Failure to Timely Report and Investigate Resident Abuse Allegations
Penalty
Summary
The facility failed to ensure that allegations of abuse were timely reported to the proper authorities after a resident made specific abuse-related complaints about staff. On 11/17/25 at 3:12 AM, the resident sent an email to the Chief Administrative Officer (CAO) describing that the DON had previously come into the resident’s room and yelled at them, which the resident perceived as unacceptable behavior in what they considered their home.
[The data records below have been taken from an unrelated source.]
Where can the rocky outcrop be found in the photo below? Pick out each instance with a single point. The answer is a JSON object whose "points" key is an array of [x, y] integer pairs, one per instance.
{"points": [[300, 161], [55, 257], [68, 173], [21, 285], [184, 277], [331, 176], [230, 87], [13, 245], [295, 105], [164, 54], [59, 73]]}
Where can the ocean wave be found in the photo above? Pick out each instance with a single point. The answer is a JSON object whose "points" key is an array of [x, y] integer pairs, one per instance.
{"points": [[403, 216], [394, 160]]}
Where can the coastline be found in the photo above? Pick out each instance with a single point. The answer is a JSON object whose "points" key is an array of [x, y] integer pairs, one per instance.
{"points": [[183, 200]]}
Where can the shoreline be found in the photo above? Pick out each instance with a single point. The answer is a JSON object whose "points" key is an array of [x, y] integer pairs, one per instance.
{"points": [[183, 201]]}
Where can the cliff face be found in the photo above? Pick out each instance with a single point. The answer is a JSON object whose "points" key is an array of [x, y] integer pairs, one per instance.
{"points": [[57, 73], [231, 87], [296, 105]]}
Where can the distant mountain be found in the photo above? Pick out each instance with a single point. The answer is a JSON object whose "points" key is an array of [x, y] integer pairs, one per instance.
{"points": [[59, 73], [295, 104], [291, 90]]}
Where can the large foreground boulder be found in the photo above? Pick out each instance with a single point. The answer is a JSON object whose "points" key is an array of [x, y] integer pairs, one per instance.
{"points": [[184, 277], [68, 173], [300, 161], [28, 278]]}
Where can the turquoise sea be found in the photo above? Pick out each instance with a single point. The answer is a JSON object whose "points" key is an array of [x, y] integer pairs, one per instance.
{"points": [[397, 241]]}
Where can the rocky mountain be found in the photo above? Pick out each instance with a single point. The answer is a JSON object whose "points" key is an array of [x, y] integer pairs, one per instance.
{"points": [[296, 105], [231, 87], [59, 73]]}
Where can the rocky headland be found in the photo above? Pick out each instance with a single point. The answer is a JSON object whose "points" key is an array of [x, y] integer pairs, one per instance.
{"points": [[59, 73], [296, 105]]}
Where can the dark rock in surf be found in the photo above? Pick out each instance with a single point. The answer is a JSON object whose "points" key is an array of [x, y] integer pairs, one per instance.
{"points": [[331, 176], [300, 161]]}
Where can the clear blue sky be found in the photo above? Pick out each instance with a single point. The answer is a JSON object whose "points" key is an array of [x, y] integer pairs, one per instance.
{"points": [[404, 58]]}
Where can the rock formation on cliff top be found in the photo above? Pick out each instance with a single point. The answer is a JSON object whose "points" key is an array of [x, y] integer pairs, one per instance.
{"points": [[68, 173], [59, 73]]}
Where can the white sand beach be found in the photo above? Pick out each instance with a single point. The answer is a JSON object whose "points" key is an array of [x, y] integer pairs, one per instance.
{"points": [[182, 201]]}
In the same correspondence, the resident alleged that a Geriatric Nursing Assistant (GNA) had also yelled at them, and explicitly requested that the facility self-report, including requests to report the GNA to the Board of Nursing and to self-report to CMS without retaliation. Later that same day, the CAO responded by email, apologizing for what the resident described, stating that culinary leaders were included for one concern, and indicating that they would follow up with leaders on the GNA and that appropriate action would be taken. Despite these explicit allegations and requests, the Administrator reported during interview on 3/11/26 that the facility had no knowledge of the resident’s abuse concerns until surveyor notification on 2/5/26, at which time a self-report was made to the Office of Health Care Quality (OHCQ). The Administrator confirmed that only one initial report on 2/5/26 and one follow-up report on 2/12/26 had been made regarding this resident, and also stated that all staff are responsible for timely reporting of abuse allegations within two hours, even if information does not reach leadership promptly. The CAO told the surveyor that the resident’s care concerns had been handled through normal processes, were investigated, and found unsubstantiated, and acknowledged receiving multiple emails from the resident prior to discharge at the end of November 2025. During interview, the Administrator, who identified as the abuse coordinator, acknowledged that abuse allegations must be reported even if a resident does not want a grievance filed, yet also stated they were unaware of the abuse allegation involving the DON until the surveyor directed them to the 11/17/25 correspondence. This sequence of events shows that the facility did not timely report or investigate the resident’s abuse allegations involving both the GNA and the DON as required.